5 April 2014
Bahrain F1 Grand Prix: Newey critical of new F1
Adrian Newey has criticised the direction F1 has taken, saying it is no longer about maximum performance
Adrian Newey has criticised the direction F1 has taken, saying it “should be about man and machine performing at its maximum every single lap”.
The new V6 turbo power units feature complex energy recovery systems and are limited by a maximum fuel flow rate in an attempt to make the sport more relevant in terms of road car technology.
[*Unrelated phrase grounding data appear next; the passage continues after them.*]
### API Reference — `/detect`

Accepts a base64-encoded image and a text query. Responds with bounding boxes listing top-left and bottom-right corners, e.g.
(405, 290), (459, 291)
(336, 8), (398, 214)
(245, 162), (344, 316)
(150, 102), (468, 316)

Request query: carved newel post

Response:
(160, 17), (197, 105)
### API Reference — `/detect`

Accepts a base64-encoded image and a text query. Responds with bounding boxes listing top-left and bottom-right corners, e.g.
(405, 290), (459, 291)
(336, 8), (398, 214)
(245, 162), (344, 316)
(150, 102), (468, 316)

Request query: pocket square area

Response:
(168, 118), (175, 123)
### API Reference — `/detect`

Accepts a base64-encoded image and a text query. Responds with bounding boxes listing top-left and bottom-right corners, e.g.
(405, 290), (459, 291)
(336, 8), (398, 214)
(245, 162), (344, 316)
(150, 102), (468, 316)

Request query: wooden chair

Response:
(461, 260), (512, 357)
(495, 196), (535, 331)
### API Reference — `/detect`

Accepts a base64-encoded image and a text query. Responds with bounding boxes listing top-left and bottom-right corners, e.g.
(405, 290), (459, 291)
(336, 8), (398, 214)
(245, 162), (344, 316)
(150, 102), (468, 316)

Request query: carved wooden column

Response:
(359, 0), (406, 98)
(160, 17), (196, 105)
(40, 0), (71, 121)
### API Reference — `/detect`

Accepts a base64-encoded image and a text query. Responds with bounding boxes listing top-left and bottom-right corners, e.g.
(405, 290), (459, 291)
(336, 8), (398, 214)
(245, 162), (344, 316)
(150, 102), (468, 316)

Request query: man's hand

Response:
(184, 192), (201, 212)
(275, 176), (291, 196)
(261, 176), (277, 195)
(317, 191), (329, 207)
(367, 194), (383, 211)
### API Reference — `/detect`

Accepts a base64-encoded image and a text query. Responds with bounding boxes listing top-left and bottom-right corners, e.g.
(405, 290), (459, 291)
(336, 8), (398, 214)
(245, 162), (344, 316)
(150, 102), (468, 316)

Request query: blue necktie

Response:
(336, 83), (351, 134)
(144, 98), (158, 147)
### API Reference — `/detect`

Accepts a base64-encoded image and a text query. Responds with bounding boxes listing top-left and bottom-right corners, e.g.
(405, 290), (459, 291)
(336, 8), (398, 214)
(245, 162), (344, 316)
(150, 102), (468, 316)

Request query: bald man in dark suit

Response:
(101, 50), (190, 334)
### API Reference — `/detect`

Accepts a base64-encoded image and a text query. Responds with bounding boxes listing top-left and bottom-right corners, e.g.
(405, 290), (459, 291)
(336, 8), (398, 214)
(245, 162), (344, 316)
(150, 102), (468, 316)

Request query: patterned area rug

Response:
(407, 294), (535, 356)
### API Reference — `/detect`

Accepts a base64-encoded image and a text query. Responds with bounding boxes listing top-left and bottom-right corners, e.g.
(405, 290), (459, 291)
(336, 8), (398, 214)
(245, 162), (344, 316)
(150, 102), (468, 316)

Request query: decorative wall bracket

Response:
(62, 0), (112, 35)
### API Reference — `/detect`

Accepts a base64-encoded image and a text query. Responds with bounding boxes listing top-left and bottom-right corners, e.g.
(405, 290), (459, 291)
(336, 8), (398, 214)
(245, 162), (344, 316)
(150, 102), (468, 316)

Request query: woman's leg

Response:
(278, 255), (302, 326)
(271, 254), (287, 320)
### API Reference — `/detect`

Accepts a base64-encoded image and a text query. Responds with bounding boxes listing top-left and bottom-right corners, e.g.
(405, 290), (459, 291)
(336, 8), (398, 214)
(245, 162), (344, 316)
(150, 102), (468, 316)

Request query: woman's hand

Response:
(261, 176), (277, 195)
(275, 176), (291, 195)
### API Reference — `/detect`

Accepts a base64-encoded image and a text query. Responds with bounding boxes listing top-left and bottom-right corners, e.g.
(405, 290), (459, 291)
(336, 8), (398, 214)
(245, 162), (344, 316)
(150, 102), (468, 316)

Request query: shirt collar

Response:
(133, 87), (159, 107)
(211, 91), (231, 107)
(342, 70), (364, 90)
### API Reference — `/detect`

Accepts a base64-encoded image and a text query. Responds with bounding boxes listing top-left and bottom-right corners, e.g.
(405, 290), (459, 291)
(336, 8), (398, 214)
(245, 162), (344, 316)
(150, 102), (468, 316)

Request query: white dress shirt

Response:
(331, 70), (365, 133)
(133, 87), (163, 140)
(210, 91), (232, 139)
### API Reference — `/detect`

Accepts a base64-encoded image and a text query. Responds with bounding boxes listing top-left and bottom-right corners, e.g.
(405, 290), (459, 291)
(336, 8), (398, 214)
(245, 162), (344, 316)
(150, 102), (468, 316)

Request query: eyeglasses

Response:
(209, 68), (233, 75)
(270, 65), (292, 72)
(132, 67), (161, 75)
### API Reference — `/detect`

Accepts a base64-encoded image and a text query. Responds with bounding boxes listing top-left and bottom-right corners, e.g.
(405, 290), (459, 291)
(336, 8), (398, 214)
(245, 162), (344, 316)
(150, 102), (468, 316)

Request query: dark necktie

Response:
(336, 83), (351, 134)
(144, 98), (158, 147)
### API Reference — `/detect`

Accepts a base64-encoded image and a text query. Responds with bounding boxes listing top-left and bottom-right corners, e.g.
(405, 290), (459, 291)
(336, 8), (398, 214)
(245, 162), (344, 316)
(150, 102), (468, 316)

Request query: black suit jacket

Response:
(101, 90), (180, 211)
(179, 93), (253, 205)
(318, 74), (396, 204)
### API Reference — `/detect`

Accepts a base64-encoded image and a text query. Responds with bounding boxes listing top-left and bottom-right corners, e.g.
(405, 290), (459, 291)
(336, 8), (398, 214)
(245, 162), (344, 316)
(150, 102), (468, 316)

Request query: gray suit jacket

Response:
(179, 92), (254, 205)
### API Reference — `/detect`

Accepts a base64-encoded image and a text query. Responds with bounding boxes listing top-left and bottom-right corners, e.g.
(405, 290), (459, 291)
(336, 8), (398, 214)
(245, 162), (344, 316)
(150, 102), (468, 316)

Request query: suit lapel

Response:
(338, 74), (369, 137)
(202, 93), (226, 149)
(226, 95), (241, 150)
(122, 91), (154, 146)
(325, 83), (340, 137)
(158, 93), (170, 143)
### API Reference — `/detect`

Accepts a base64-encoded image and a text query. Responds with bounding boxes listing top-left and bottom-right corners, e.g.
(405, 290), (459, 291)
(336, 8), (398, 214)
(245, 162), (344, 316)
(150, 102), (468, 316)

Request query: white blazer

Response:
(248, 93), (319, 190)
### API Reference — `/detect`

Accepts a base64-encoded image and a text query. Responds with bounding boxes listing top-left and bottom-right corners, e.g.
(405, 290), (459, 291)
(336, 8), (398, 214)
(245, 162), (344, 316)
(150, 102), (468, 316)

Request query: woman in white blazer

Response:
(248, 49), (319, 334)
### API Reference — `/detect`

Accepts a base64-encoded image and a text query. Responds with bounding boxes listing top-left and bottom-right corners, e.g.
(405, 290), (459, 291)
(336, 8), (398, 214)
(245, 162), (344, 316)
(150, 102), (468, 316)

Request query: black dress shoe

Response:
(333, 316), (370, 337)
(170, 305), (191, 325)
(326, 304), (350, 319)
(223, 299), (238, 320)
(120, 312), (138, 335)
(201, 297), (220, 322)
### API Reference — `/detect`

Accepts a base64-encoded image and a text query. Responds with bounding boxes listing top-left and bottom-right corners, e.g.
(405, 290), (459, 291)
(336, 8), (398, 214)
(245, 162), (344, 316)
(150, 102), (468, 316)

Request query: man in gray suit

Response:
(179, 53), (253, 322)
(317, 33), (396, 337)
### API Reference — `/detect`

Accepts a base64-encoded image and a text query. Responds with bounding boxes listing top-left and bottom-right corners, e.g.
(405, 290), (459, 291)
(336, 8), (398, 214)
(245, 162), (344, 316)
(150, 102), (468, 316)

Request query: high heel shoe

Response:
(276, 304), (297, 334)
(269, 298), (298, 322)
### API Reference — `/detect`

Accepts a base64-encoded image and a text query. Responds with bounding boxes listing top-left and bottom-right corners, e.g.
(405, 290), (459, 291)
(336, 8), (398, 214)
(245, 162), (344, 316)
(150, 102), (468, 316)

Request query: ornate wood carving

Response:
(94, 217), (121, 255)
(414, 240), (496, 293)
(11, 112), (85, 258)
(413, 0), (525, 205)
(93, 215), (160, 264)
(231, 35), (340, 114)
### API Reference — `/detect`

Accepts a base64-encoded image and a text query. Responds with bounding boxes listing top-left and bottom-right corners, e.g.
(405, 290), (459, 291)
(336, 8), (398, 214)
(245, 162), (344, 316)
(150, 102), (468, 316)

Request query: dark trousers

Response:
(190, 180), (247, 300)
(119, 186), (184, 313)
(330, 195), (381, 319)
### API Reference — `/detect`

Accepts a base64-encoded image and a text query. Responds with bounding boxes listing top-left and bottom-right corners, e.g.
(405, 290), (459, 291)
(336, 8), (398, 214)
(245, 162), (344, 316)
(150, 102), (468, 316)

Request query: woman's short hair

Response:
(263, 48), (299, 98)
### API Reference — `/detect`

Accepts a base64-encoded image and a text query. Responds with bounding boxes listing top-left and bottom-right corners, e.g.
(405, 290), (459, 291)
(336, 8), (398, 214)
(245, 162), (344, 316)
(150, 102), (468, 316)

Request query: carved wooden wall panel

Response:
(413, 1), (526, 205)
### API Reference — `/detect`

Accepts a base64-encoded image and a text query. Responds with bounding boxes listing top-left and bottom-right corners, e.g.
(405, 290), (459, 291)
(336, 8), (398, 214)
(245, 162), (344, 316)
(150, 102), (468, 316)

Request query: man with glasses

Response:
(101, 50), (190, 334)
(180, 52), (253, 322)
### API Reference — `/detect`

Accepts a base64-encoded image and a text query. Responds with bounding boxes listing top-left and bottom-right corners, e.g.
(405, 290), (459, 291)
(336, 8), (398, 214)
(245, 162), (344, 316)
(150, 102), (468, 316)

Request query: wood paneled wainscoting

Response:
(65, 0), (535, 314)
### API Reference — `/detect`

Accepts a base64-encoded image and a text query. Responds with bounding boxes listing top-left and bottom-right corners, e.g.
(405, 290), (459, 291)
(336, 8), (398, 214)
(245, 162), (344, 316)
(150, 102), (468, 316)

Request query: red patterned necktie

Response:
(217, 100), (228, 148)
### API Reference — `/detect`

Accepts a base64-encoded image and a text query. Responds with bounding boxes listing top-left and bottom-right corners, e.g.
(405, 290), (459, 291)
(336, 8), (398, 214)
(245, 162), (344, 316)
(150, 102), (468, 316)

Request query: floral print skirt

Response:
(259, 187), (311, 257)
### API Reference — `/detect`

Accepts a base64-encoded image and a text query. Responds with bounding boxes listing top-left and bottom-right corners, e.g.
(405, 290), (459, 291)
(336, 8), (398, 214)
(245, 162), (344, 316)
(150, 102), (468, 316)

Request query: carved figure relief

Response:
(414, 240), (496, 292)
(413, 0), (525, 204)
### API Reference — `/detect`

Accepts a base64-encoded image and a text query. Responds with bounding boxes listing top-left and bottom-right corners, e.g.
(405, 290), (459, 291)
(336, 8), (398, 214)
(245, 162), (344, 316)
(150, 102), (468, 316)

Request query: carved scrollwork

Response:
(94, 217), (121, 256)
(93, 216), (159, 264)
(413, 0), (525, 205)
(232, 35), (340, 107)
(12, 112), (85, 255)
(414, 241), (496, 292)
However, Newey – who has designed all four of Red Bull's championship winning cars – believes the new regulations are flawed and are the wrong direction for the sport to be going in.
Asked how he rates the new regulations compared to previous eras of F1 he has worked in, Newey replied: “Ah well, that's a very complicated question is the truthful answer to that.
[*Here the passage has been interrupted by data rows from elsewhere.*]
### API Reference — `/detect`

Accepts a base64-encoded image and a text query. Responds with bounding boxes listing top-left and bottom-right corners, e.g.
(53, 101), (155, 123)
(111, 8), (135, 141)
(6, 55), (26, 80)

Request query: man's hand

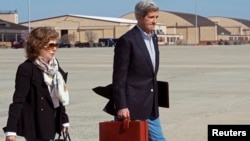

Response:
(117, 108), (130, 119)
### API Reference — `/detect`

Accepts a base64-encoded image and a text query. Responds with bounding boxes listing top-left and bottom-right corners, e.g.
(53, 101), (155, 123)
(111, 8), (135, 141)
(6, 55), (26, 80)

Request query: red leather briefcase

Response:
(99, 119), (148, 141)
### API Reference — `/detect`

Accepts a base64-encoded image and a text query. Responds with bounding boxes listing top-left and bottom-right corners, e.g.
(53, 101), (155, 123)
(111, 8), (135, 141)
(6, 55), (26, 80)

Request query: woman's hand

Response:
(62, 126), (69, 133)
(6, 135), (16, 141)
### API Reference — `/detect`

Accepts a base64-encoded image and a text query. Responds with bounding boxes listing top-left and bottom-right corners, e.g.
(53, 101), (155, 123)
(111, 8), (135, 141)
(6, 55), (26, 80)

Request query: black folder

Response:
(157, 81), (169, 108)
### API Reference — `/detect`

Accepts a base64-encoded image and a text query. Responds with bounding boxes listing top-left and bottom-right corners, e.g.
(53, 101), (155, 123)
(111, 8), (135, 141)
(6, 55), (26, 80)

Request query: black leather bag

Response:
(55, 132), (71, 141)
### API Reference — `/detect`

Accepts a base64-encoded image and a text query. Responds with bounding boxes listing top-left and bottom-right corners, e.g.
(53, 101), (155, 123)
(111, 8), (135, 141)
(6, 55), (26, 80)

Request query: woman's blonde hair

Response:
(25, 26), (59, 61)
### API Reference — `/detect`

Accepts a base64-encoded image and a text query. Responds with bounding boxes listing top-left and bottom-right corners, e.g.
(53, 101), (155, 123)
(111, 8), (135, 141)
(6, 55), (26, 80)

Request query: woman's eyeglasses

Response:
(44, 43), (59, 50)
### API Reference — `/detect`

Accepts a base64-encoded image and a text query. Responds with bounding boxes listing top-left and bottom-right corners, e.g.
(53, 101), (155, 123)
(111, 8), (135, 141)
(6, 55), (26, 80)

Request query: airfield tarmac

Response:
(0, 45), (249, 141)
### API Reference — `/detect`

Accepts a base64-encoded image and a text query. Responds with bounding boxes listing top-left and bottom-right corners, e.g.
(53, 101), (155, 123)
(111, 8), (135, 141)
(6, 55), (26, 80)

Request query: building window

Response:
(61, 30), (68, 36)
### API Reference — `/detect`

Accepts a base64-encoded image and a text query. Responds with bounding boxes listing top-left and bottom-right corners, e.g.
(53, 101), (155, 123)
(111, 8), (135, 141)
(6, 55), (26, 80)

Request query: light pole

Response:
(28, 0), (31, 32)
(195, 0), (198, 45)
“I guess the other obvious answer to that is probably whether you have a Mercedes engine, a Ferrari engine or a Renault engine will cloud your answer to it, in truth. Such is the nature of Formula One. My opinion of it is that from a technical aspect first of all you have to question whether…the whole thing behind.
“When you get into things like batteries then an electric car is only green if it gets its power from a green source. If it gets its power from a coal-fired power station then clearly it's not green at all. A hybrid car, which is effectively what the Formula One regulations are then a lot of energy goes into manufacturing those batteries and into the cars which is why they're so expensive. And whether that then gives you a negative or a positive carbon footprint or not depends on the duty cycle of the car – how many miles does it do, is it cruising along the motorway at constant speed or stop-starting in a city. So this concept that a hybrid car is automatically green is a gross simplification.
“On top of that there are other ways, if you're going to put that cost into a car, to make it fuel efficient. You can make it lighter, you can make it more aerodynamic, both of which are things that Formula One is good at. For instance the cars are 10 per cent heavier this year, a result, directly, of the hybrid content. So I think technically, to be perfectly honest, it's slightly questionable.
“From a sporting point of view, to me, efficiency, strategy etc, economy of driving, is very well placed for sportscars, which is a slightly different way of going racing. Formula One should be about excitement. It should be about man and machine performing at its maximum every single lap.”